In November 2014, he was “ill health retired” from TAFE due to his psychological condition. That same month he claimed a TPD benefit.

SCT found Mr Aslami’s income tax returns for FY2013, FY2014 and FY2015 included reference to income and expenses for his own business in the electrical field.

He described the work in his own business as “solar panel installation and sales”. He said that, from 2014 onwards, he worked only as a salesman and “did not do much hands-on installation”.

In 2016, the trustee rejected Mr Aslami’s TPD claim. He complained to SCT, but in 2018 it affirmed the trustee’s decision.


The appeal

Mr Aslami appealed from the SCT’s determination to the Federal Court.

His main argument was the trust deed’s TPD definition required consideration of his education, training or experience at the date he first stopped working with TAFE due to his psychological condition, which was in June 2012. The trustee and SCT had therefore erred in considering his education, training or experience at the date he last worked with TAFE, which was in May 2014.

He claimed adopting the May 2014 date operated unfairly against him because it “impermissibly” considered his efforts to establish a new business, retrain himself  to operate the business and be “a salesperson after the occurrence of disablement from his prior occupation as a teacher”.

He claimed adopting the earlier June 2012 date was fair because it did not take account of his self-motivated retraining.


The Federal Court decision

The Federal Court dismissed Mr Aslami’s appeal.

In his amended notice of appeal Mr Aslami stated three questions of law. The first and main question was whether  SCT had adopted the correct approach in determining his education, training and experience at May 2014 rather than at June/September 2012.

The court held that question provided no basis for interfering with the SCT’s determination. The kernel of the court’s reasoning was the trust deed’s clause 4 definition of TPD.

It found the second sentence in clause 4.4 of the trust deed (above) was not part of the TPD definition. Rather, that sentence “concerns the date from which [a] member is entitled to be paid the TPD benefit”, once it is determined the member has suffered TPD.

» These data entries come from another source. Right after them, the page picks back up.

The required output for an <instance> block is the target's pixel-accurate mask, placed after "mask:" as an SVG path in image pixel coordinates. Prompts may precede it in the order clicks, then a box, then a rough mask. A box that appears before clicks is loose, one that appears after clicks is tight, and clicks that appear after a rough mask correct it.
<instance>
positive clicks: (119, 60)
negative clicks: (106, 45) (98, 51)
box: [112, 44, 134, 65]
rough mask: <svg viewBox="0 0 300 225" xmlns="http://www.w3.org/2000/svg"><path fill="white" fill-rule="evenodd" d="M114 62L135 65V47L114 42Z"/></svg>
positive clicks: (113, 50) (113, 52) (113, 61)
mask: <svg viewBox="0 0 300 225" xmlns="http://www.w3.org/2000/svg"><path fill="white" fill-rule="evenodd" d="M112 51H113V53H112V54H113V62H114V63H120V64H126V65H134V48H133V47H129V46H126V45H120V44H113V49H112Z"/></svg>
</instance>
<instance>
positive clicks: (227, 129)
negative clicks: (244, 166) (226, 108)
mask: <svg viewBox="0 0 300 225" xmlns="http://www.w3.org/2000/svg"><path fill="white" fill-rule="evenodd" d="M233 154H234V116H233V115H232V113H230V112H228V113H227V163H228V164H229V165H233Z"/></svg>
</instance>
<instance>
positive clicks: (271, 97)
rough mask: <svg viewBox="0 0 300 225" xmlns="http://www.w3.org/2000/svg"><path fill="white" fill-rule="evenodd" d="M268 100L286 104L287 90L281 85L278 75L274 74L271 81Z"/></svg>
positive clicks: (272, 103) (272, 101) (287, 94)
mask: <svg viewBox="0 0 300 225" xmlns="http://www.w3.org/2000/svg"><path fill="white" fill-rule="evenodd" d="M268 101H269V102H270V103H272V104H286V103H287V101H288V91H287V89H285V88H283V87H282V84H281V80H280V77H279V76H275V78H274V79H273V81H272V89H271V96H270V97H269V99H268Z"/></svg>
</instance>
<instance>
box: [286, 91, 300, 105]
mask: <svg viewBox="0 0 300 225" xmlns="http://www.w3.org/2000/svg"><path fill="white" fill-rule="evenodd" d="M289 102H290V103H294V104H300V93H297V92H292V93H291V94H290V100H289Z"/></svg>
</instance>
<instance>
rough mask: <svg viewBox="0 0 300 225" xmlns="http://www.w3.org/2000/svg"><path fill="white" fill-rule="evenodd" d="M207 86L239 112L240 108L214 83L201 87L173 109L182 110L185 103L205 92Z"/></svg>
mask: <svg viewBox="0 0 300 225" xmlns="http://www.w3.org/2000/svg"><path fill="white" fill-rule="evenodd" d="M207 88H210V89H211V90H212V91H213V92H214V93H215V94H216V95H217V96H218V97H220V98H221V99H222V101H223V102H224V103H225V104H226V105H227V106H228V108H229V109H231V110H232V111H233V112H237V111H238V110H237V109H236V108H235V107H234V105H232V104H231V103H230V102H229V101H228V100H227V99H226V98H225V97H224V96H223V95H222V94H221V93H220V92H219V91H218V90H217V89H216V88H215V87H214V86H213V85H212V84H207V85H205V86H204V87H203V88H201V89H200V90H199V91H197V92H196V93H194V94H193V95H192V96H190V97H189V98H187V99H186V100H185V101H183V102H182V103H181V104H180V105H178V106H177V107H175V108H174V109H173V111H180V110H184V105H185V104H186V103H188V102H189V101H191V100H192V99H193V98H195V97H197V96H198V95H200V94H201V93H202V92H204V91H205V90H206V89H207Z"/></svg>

Consequently, neither the date Mr Adlami stopped working at TAFE nor the date when he began to suffer from his sickness had any relevant bearing on the assessment of his education, training or experience for the purposes of the trust deed’s TPD definition.

The court said SCT: “... made no error in its review of the fairness and reasonableness of the trustee’s decision. Specifically, it made no error in having regard to [Mr Adlami’s] existing education, training or experience as he employed that in his business in determining whether he had a TPD within the terms of the definition ... in clause 4 of the trust deed.”